Third‑Party Services and Supply-Chain Risk
- Strong criticism of handing customer data to marketing/CRM platforms at all, especially for a security-focused company.
- Some defend CRM use as standard “table stakes” for sales, though others argue access should be more tightly limited.
- Broader concern about interconnected SaaS ecosystems where one compromise (Klue) cascades across many vendors.
Debate on Password Manager Risk Models
- Discussion of systemic risk: password managers greatly reduce per‑site risk but centralize failure into a single high‑value target.
- Some prefer offline or “local file + sync” models (KeePassXC, Enpass, Pass, etc.) to avoid large hosted vault targets.

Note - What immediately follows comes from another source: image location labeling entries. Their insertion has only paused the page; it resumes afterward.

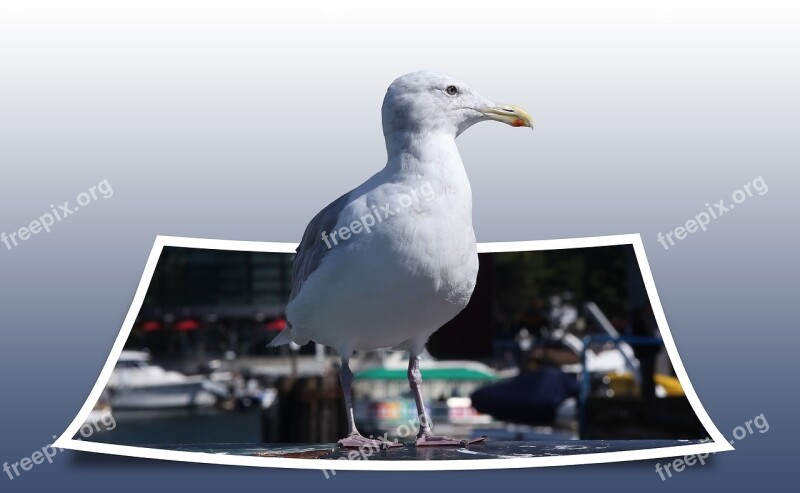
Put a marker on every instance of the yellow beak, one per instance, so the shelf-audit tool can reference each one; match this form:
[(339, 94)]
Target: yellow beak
[(509, 114)]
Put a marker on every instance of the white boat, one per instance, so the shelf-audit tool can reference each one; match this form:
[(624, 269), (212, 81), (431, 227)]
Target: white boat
[(135, 383)]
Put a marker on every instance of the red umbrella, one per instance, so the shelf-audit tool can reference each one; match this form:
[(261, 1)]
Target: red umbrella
[(278, 324), (151, 325), (185, 325)]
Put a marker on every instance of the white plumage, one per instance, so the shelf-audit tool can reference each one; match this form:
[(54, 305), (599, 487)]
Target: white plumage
[(390, 262)]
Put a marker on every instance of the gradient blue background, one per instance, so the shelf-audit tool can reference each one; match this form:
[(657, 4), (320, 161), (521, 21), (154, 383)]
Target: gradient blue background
[(239, 121)]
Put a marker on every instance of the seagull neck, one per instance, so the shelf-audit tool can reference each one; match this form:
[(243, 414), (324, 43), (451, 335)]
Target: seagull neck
[(414, 151)]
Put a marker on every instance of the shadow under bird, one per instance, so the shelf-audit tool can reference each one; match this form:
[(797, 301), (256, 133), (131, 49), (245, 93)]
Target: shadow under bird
[(388, 263)]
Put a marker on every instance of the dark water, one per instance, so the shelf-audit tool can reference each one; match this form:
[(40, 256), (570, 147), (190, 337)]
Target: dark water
[(184, 426)]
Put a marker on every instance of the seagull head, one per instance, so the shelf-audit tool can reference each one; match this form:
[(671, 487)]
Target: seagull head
[(434, 102)]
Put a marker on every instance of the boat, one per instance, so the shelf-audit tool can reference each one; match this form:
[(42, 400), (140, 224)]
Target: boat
[(136, 383), (384, 400)]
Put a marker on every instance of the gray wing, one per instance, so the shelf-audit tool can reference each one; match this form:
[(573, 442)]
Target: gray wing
[(312, 249)]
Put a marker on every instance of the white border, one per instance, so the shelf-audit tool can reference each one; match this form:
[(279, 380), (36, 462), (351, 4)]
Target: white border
[(719, 443)]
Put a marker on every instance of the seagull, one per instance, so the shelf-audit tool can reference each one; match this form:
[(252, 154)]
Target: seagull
[(388, 263)]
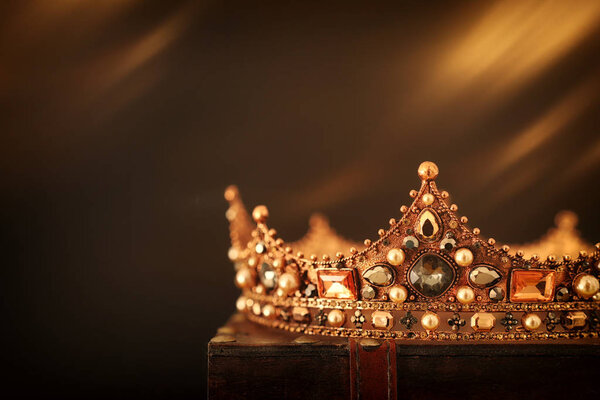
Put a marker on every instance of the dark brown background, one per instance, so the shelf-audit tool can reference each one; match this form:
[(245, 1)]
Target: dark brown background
[(123, 121)]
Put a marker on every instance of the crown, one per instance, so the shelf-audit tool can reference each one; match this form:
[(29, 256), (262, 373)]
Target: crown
[(428, 276)]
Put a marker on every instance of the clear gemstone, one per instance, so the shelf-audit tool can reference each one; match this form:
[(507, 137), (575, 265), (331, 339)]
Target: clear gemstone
[(431, 275), (484, 276), (379, 275), (267, 275)]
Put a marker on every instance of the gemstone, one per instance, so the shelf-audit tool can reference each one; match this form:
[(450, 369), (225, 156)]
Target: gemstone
[(428, 225), (301, 314), (483, 321), (562, 294), (484, 276), (367, 292), (379, 275), (410, 242), (267, 275), (574, 320), (310, 290), (431, 275), (382, 319), (532, 285), (336, 283), (260, 248), (496, 293), (447, 244)]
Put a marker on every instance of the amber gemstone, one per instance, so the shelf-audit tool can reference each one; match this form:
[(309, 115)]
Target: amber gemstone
[(532, 285), (301, 314), (336, 284), (382, 319), (431, 275), (379, 275), (429, 225), (483, 321)]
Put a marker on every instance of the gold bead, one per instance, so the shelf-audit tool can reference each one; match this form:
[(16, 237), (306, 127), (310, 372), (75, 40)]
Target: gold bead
[(428, 171), (428, 199), (260, 214), (336, 318), (463, 257), (269, 311), (430, 321), (465, 294), (395, 256), (398, 294), (240, 304), (586, 285), (288, 282), (531, 321), (244, 278)]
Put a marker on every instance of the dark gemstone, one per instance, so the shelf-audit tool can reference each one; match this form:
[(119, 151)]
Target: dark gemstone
[(496, 294), (260, 248), (379, 275), (484, 276), (431, 275), (310, 291), (562, 294), (267, 274)]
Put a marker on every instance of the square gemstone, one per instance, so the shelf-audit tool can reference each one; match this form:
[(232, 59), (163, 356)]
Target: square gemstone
[(336, 284), (532, 285)]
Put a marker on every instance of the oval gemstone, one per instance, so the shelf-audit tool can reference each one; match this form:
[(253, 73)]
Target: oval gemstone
[(484, 276), (379, 275), (429, 225), (431, 275), (267, 275)]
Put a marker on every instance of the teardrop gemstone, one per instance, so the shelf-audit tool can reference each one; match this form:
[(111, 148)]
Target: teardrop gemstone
[(429, 225), (431, 275)]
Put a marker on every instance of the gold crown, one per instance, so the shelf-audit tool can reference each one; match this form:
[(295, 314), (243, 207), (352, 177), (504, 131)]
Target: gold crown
[(426, 277)]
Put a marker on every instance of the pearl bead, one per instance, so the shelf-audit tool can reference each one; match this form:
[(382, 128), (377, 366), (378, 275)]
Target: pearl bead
[(586, 285), (531, 321), (430, 321), (398, 294), (288, 282), (244, 278), (463, 257), (428, 199), (465, 294), (269, 311), (396, 256), (260, 214), (428, 171), (336, 318)]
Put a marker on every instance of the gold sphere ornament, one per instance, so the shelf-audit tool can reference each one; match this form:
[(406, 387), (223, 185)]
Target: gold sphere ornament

- Others argue properly implemented end‑to‑end encrypted SaaS managers can be as safe or safer in practice and add phishing protection.
Alternatives, UX, and Migration Costs
- Frequent mentions of alternatives (1Password, Bitwarden, KeePassXC, Enpass, browser-based managers, self‑hosted Bitwarden/Passbolt).
- UX of local tools and self‑sync viewed as acceptable for technical users but too rough for “normal” users.
- Migration away from LastPass, especially in organizations or families, is described as time‑consuming and risky, which helps explain customer inertia.
Data Privacy, Liability, and Regulation
- Debate over how serious another contact-info leak is when such data is already widespread.
- Others insist normalization of repeated leaks is harmful and that companies should still be held to higher standards.
- Some call for stronger legal and personal liability for executives to incentivize better security practices.